For those who have or think have the gastrointestinal connection to Afib, this is a good study to read in full


Abstract
Gastrointestinal pathology can cause cardiac symptoms and disorders. We present a case of a patient who had worsening of her palpitations with food intake. She was found to have a high burden of premature ventricular contractions in the setting of hiatal hernia and gastro-oesophageal reflux disease.
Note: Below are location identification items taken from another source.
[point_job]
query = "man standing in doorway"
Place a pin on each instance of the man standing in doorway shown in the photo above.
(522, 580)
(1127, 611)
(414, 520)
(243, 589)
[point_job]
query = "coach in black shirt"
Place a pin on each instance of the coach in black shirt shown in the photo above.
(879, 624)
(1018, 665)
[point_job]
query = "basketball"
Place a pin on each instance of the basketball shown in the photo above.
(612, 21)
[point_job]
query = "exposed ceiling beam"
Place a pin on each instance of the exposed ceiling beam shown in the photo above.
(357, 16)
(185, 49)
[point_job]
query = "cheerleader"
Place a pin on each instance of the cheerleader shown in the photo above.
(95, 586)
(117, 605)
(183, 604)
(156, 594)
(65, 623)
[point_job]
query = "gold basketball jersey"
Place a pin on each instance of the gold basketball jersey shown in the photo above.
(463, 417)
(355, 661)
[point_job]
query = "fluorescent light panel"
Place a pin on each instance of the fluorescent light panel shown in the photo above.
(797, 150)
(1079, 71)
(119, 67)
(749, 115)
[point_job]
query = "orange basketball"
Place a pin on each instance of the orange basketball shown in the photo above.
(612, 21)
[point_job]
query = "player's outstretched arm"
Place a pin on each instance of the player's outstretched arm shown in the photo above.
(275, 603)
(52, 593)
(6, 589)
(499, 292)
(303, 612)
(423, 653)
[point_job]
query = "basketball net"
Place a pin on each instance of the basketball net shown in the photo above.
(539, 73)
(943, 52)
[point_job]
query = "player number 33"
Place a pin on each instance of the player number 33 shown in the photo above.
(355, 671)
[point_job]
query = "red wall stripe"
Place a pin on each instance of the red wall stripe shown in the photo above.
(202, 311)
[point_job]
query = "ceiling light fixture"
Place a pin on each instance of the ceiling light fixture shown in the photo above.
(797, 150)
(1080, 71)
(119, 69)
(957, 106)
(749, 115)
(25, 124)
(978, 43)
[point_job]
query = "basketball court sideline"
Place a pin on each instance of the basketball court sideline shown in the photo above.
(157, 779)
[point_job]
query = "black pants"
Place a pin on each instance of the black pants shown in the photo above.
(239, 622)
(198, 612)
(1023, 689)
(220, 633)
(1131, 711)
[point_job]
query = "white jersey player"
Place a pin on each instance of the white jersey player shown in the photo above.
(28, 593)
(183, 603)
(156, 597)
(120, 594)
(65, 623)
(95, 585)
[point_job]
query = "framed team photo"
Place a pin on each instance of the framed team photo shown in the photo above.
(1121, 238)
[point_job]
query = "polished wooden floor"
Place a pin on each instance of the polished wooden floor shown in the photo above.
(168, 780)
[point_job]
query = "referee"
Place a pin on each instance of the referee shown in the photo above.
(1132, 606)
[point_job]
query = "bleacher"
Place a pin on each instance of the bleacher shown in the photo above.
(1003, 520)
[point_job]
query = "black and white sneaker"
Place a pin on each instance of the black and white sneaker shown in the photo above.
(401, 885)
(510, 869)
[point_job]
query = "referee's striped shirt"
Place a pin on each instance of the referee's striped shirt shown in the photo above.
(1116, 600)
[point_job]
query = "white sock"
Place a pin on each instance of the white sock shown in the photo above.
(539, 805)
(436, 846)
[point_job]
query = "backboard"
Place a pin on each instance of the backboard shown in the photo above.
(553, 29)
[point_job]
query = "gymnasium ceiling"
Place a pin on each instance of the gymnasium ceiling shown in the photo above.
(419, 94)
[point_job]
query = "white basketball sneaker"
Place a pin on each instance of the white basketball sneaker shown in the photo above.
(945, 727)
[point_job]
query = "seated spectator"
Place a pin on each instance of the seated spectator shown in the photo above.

After extensive investigations and ruling out cardiac causes, her arrhythmia resolved with the surgical correction of hiatal hernia.


[www.ncbi.nlm.nih.gov]



Edited 1 time(s). Last edit at 08/23/2023 11:31PM by Marco.
Re: Rare and unusual presentation of gastrocardiac syndrome
August 23, 2023 11:36PM
this is a Radio Podcast about the Roemheld Syndrome: The Gastric - Cardiac Connection. I don't believe they mention Afib, but PVC's and tachycardia for sure.


[superhumanradio.net]
Re: Rare and unusual presentation of gastrocardiac syndrome
August 24, 2023 04:22AM
My gosh Marco, thanks! I’ve been complaining for decades about my Afib and GERD being so bad I still get acid vomiting plus being anemic (getting iron iv), pain in my chest and bowel obstruction. Nobody connected the possibility of a hiatal hernia. All my complaints went to deaf ears. Multag made it worst and I would just get Afib after vomiting acid. My GP, GI and cardiologist suggested GERD and “stable angina” diagnosis and handed out nitro and Prilosec.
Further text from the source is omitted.